Before continuing, it is essential to define collaboration—what people acting together means to us—so that you, the reader, and we are talking the same language. There is a continuum of public participatory practices.Footnote 15 In this book we focus on the use of consensus-based decision-making processes by local groups comprised of diverse stakeholders, what is usually called multi-party negotiation (Susskind et al. 1999). Chapter 20 describes this in practice. These groups could be pieces of a larger networked collaboration. A consensus-based process sets out not to achieve compromise among the parties, but to create value for mutual gains (Susskind and Field 1996). This is an important distinction. There are times it is not possible to add value and the group settles for compromise. Collaborative groups arise for a number of reasons—sometimes because of the threat of litigation and sometimes organically because participants hold shared values or shared concerns. It is the grass roots, organically emergent collaborative efforts that especially interest us here.
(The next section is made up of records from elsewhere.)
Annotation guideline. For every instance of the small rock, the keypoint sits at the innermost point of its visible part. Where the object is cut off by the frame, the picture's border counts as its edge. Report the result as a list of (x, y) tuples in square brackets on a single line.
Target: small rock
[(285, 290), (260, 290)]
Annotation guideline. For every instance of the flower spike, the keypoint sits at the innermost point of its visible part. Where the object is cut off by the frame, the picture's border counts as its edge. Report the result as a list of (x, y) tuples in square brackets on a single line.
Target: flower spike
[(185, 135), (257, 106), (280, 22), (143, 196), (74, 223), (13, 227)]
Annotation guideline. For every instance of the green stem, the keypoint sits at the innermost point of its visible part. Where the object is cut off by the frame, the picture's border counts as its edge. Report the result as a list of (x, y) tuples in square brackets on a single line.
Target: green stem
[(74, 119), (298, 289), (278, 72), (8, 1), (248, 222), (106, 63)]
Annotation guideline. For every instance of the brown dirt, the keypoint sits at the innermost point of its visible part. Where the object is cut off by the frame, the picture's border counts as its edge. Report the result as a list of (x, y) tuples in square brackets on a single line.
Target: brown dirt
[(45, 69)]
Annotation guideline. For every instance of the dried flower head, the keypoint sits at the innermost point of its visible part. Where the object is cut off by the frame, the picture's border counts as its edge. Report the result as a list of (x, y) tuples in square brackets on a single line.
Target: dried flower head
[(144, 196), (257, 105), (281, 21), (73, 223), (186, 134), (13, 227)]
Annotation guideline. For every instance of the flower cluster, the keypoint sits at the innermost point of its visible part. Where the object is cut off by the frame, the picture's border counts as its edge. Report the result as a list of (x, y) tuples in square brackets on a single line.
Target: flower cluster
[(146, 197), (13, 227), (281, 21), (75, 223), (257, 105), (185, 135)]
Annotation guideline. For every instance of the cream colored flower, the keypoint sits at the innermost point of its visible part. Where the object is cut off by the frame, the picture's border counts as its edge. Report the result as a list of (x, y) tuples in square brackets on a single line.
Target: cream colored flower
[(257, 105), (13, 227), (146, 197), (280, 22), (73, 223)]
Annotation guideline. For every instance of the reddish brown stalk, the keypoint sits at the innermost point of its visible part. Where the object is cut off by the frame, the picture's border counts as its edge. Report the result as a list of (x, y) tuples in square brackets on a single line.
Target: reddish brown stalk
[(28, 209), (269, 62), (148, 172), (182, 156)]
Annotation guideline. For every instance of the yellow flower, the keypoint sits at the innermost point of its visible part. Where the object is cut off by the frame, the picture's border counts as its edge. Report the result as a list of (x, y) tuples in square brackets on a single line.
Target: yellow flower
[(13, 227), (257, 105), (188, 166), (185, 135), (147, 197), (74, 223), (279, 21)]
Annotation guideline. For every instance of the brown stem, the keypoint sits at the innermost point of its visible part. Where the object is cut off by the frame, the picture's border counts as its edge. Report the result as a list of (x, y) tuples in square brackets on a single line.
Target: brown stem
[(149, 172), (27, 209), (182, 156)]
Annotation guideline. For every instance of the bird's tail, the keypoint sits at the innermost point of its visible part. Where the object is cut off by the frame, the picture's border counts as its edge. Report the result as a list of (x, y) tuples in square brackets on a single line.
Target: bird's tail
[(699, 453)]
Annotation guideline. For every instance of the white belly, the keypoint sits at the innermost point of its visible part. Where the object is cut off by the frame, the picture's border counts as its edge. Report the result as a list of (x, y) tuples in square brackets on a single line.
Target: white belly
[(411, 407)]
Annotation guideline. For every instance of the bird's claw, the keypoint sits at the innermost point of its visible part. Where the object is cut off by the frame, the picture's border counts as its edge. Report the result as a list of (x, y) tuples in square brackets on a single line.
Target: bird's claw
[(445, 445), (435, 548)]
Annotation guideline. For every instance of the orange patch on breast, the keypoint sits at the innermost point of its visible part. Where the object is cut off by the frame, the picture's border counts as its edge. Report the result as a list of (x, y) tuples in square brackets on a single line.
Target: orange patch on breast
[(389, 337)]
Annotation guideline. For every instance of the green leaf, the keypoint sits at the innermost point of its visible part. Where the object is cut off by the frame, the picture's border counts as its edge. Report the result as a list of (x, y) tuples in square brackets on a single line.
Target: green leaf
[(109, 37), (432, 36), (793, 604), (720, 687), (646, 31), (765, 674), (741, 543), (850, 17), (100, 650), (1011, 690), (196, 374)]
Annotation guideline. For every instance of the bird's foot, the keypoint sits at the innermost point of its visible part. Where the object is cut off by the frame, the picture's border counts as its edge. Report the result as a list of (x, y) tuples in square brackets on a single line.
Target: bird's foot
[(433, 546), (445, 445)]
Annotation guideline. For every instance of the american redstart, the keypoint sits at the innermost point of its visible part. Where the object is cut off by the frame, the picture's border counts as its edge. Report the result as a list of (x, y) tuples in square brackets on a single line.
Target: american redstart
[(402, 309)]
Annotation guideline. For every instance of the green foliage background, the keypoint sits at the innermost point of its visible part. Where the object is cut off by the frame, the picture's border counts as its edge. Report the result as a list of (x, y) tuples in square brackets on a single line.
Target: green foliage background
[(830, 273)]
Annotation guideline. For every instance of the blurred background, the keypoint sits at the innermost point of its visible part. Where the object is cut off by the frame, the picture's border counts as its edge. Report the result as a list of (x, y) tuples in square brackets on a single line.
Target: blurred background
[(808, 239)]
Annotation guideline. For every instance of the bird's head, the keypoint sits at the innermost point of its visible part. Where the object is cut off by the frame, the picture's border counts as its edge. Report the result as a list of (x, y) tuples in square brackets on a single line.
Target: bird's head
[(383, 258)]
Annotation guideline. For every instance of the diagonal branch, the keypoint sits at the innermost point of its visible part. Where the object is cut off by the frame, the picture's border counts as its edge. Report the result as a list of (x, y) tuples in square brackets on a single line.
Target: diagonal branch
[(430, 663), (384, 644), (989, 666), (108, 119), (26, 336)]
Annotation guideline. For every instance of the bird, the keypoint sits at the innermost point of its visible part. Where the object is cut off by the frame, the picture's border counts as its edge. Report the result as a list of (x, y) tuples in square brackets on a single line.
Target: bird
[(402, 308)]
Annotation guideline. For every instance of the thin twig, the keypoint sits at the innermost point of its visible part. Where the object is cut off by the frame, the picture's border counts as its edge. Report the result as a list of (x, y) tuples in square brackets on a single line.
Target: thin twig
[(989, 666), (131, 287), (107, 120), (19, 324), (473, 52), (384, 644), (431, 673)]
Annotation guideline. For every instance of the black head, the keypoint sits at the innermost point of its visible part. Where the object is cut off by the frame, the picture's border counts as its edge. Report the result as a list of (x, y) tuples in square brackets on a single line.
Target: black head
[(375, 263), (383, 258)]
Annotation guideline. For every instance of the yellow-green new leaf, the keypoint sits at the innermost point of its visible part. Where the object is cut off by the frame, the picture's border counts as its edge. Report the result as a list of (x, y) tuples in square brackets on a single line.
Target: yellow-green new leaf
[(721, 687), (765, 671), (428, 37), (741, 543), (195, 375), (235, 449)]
Partnerships and coordination among parties are forms of collaboration but they ought not to be confused with a well-designed, consensus-seeking participatory ­collaborative process, which is guided by specific protocols and best practices. The elements of a consensus-seeking process include: inclusiveness, self-selection of diverse participants that represent a range of interests addressing a problem in common, openness, and transparency. A neutral professional facilitator usually, though not always, manages the process. The facilitator establishes ground rules with the participants. It is an ongoing and evolving process that requires numerous regular meetings. And it is not a process appropriate for all situations. A well-designed consensus seeking process will begin with an issue or stakeholder assessment (Susskind et al. 1999). This assessment will determine if a consensus process is possible, if another form of collaboration is appropriate, or if no collaborative process is appropriate. It is worth noting that critics of collaborative processes often cite power disparities as a major factor that prevents a “fair” outcome. A stakeholder assessment will determine if power differences are so disproportionate that it will not be possible to engage in a consensus-seeking process. There will always be differences in power among parties and methods have been developed to deal with these differences as part of a multi-party negotiation.Footnote 16 Like any human endeavor, collaborative process approaches do fail. There are a number of possible reasons for failure. Foremost among them, in our view, is that the process was not designed well from the beginning. When evaluating collaborative process approaches care must be taken to determine if the process is in accord with the best practices developed over the last 35 years.

In the concluding chapter we describe a form of collaboration called “collective impact initiatives”(Kania and Kramer 2011), which holds great promise for the social and decision making transformations necessary to live in harmony with nature. These “are long-term commitments by a group of important actors from different sectors to a common agenda for solving a specific social problem. Their actions are supported by a shared measurement system, mutually reinforcing activities, and ongoing communication, and are staffed by an independent backbone organization” (39).

Achieving sustainability is simple, if we have the will to put in place and live according to a few fundamental principles, the willingness to take part in a dialogue and not a diatribe,Footnote 17 to do the hard work, and the supporting institutional and decision making frameworks that provide incentives, feedback, and accountability. Most of all we must not be afraid to imagine what could be. Although the chapters in this book are diverse, as you read them keep in mind what we stated at the beginning of this introduction: The common thread through each of the chapters is the belief in the effectiveness of people acting together—people having a conversation— to achieve durable solutions for restoring lands.